11-Inch MacBook Air Review: A Tiny Miracle [Review]

11-Inch MacBook Air Review: A Tiny Miracle [Review] While Apple products often involve the types of tradeoffs nerds don’t like, here Apple didn’t dick us on the display. Or the keyboard. Or the USB ports. The remarkable balance between feeling sturdy and incredible, like a nice section of Tony Stark technology, and as insignificant as a magazine. The little high you get whenever you employ it, because it’s so small but you’re doing so much (and because you know everyone is staring at it, and by extension, you).
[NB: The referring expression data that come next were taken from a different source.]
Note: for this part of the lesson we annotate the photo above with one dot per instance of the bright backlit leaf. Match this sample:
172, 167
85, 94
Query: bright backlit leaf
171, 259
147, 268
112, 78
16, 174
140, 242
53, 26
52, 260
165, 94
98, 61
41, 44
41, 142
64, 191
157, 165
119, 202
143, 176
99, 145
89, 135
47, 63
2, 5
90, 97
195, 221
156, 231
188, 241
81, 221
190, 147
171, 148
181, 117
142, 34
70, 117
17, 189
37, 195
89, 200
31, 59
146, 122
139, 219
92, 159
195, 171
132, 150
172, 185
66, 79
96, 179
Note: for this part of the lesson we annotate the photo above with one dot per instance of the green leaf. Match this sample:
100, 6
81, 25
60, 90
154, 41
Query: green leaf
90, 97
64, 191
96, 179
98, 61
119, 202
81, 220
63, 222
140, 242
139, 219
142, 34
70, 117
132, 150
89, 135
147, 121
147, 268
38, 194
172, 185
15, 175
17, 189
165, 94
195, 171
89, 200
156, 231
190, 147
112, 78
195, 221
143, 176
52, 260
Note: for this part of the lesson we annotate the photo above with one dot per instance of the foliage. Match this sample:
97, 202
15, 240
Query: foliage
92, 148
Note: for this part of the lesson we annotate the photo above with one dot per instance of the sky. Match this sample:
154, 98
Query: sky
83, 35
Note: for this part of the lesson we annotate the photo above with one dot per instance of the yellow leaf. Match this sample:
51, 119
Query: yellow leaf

11-Inch MacBook Air Review: A Tiny Miracle [Review] Despite being essentially the most mutagenically akin to the iPad, it doesn’t share the miraculous battery life. It was just a little heartbreaking the first time the ” your battery is toast” warning popped up. During a common work day, I ground the battery into nothing twice, netting around 4 hours per charge. Not terrible, truthfully. But, ironically, the Air’s immateriality just made me want a lot more. Why does something so effervescent need so much energy?
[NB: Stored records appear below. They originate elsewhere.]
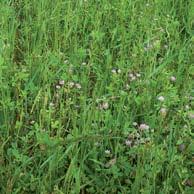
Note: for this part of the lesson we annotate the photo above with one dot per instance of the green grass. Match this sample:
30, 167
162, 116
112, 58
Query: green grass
116, 58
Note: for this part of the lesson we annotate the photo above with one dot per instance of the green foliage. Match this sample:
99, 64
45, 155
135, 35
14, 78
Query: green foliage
96, 96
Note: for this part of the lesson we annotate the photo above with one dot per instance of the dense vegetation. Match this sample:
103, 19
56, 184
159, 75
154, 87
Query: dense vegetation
97, 96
A thousand bucks remains to be ‘spensive for a second computer, and the pricing structure for upgrades, especially the iMovie-and-Photoshop averse CPU, is designed to hurt you. Even counting on cloud storage, 64GB of storage-and truly just 48GB is yours to play with-can feel awfully claustrophobic, awfully quick.
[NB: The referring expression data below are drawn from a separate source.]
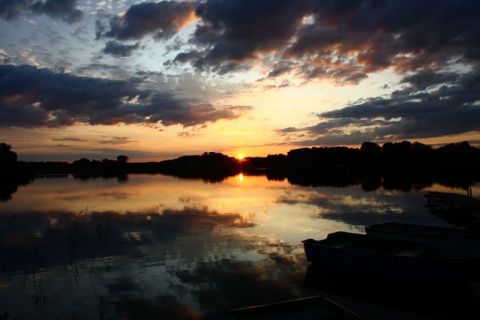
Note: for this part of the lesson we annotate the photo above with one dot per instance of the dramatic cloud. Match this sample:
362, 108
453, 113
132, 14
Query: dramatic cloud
342, 40
162, 20
115, 48
435, 104
31, 97
65, 10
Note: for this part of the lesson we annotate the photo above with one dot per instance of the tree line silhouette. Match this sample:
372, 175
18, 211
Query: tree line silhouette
370, 155
398, 165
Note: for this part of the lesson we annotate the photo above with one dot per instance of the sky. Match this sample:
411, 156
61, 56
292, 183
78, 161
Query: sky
158, 80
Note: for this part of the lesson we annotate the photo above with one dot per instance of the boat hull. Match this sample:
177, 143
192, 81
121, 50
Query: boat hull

11-Inch MacBook Air Review: A Tiny Miracle [Review] 11-Inch MacBook Air Review: A Tiny Miracle [Review] The 11-inch Air should be would becould very well be the first computer that you would be able to seriously take with you everywhere and almost never regret leaving your beefier machine at home. The pain of dropping a thousand dollars won’t last for extremely long, either. At the very least, not when I sell my iPad.